A 1,400 Percent Markup at Lucille Roberts' Woolworth Mansion [Updated: Paula Explains the Record Ask]

4 east 80th A 1,400 Percent Markup at Lucille Roberts' Woolworth Mansion [Updated: Paula Explains the Record Ask]If the mansions of Aby Rosen or J. Christopher Flowers do not offer the rich and fabulous enough of an opportunity to make a statement–they are asking $50 million and $40 million, respectively–how about a Gothic limestone castlette asking as much as both combined?

Brown Harris Stevens’ Paula Del Nunzio has just brought to market Lucille Roberts’ old mansion for $90 million, The Times reports. The workout queen, who died in 2003 after building an empire of womens-only gyms, bought the 35-foot-wide home for $6 million in 1995 from an exercise club that barred the fairer sex.

That is quite the price jump, even if the townhouse market has rebounded nicely. Consider that it is a 70 percent premium over Flowers’ record-breaking $53 million purchase, a bold, even bonkers, price. Perhaps the sellers, Roberts’ family, are short of breath from all that exercise.

According to The Times, 4 East 80th Street is sandwiched between two other massive homes–this one covers 18,000-square-feet–built by dime-store magnate Frank Winfield Woolworth. It is a doosy: “The seven-floor house with elevator includes a paneled library the width of the structure; a formal dining room that can seat 50; a parlor floor with 14-foot-high ceilings; 10 bedrooms, 11 and a half bathrooms; and 3 kitchens.”

For those looking for a lighter workout, the home can also be rented for a mere $210,000 a month.

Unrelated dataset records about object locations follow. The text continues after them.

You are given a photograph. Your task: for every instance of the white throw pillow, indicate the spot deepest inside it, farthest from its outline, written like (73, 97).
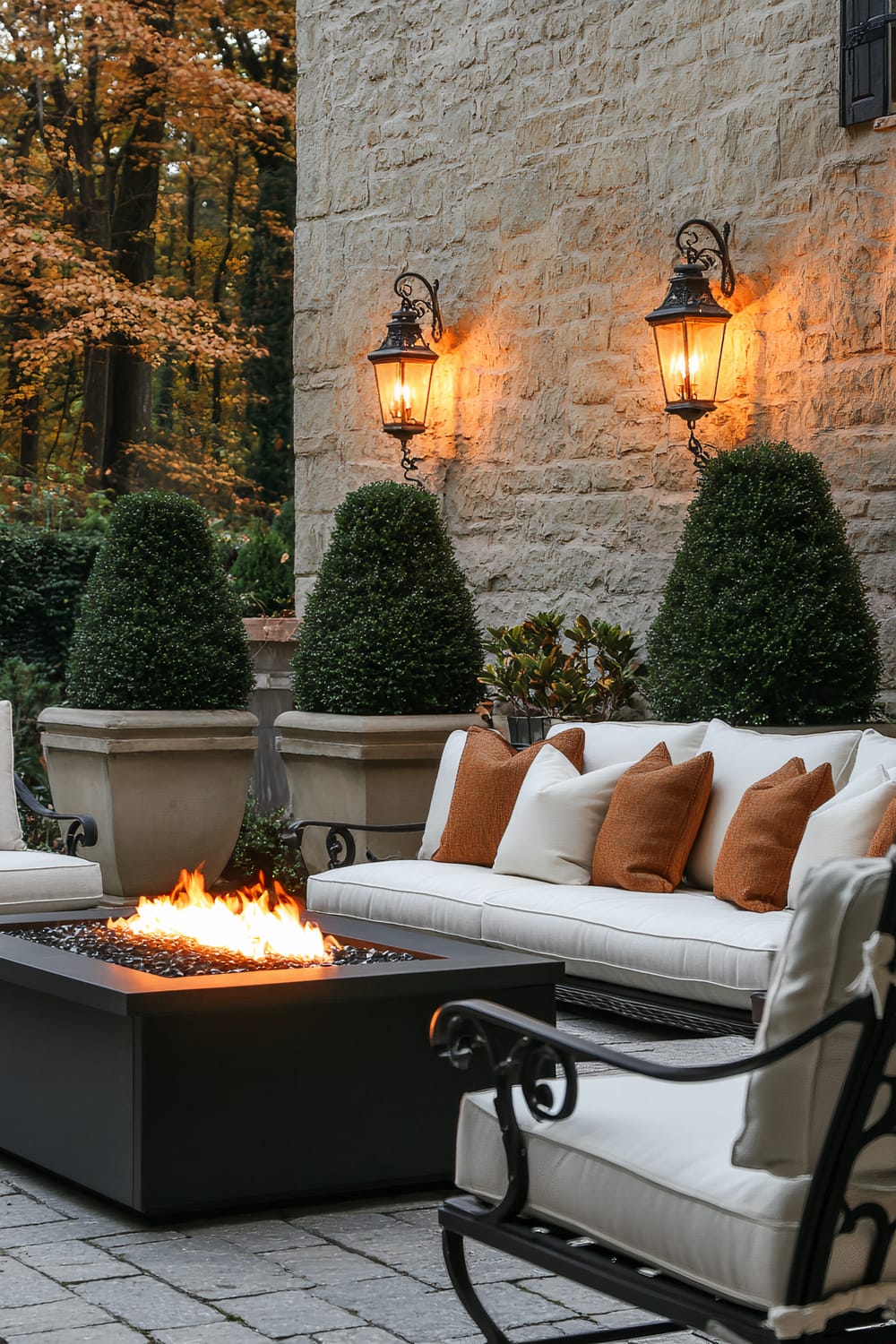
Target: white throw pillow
(740, 758)
(556, 819)
(845, 825)
(10, 824)
(443, 793)
(790, 1104)
(874, 749)
(611, 742)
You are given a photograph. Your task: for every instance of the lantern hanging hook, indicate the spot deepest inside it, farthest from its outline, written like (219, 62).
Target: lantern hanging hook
(419, 306)
(705, 255)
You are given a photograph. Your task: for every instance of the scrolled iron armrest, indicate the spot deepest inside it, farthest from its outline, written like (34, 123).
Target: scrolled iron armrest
(340, 843)
(525, 1053)
(82, 830)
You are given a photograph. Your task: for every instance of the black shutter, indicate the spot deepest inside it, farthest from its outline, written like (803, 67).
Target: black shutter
(864, 61)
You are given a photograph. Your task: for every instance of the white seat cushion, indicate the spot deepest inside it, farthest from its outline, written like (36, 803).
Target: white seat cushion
(614, 742)
(643, 1166)
(34, 881)
(740, 758)
(416, 892)
(680, 943)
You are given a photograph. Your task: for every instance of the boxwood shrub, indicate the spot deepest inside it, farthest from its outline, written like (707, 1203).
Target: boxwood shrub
(389, 626)
(764, 617)
(160, 625)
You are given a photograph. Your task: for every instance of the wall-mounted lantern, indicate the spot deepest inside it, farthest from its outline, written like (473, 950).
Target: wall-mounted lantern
(403, 365)
(689, 327)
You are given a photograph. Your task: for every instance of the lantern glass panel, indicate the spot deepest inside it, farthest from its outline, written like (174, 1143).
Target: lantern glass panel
(689, 355)
(403, 386)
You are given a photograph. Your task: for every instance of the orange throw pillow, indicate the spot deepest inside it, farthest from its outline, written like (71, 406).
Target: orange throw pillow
(753, 868)
(885, 833)
(651, 823)
(487, 781)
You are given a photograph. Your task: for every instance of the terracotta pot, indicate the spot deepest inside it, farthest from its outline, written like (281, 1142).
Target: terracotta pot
(167, 788)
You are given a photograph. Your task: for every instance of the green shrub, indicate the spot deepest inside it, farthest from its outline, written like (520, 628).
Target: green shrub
(263, 573)
(160, 625)
(42, 578)
(260, 849)
(390, 625)
(763, 617)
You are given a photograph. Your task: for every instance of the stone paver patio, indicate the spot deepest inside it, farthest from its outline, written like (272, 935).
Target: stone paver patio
(77, 1271)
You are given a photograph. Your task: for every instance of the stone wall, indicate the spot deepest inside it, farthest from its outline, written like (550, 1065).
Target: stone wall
(536, 158)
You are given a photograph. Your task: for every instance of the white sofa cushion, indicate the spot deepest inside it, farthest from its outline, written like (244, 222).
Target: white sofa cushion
(643, 1166)
(685, 943)
(790, 1104)
(556, 819)
(34, 881)
(845, 825)
(443, 793)
(874, 749)
(740, 758)
(10, 824)
(613, 742)
(417, 892)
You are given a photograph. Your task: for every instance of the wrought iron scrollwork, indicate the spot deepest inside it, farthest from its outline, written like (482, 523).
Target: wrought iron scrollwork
(421, 306)
(704, 254)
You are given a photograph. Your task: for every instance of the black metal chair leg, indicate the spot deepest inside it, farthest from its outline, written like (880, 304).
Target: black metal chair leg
(460, 1276)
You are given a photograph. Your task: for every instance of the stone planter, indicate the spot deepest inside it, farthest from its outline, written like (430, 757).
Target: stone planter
(271, 642)
(374, 769)
(167, 788)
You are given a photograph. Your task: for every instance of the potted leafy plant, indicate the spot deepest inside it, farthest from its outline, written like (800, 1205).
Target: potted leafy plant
(386, 666)
(155, 739)
(594, 675)
(764, 618)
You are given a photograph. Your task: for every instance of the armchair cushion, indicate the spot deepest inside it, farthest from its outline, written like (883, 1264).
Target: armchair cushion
(645, 1167)
(10, 824)
(790, 1104)
(31, 881)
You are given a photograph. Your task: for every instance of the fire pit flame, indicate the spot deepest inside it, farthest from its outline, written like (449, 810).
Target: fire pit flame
(254, 921)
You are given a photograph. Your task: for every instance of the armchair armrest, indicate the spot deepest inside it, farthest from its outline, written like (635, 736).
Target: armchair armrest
(527, 1054)
(340, 843)
(82, 830)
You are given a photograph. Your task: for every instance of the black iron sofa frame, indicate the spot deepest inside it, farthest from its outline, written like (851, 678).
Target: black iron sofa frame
(527, 1053)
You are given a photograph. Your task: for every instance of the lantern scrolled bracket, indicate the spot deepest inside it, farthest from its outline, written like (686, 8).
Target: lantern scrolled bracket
(705, 255)
(421, 306)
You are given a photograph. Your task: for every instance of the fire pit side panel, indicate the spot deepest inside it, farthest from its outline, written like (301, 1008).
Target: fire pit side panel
(66, 1074)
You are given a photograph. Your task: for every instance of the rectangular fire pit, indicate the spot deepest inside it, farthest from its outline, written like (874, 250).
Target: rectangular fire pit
(215, 1091)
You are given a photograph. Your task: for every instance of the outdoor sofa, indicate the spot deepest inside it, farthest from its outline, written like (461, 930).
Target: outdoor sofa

UPDATE, 2:38 Paula Del Nunzio called The Observer to explain such a high asking price. “A critical point to note is that 4 East 75th Street is the first renovated mansion to be officially on the market,” she said. “Whereas all the other mansions that are on the market require a great deal of work, so that explains the different numbers.” She added that such a large home could take years to renovate, and there is the matter of finding lodging in the meantime, so a move-in ready mansion really is a rare thing that demands a premium.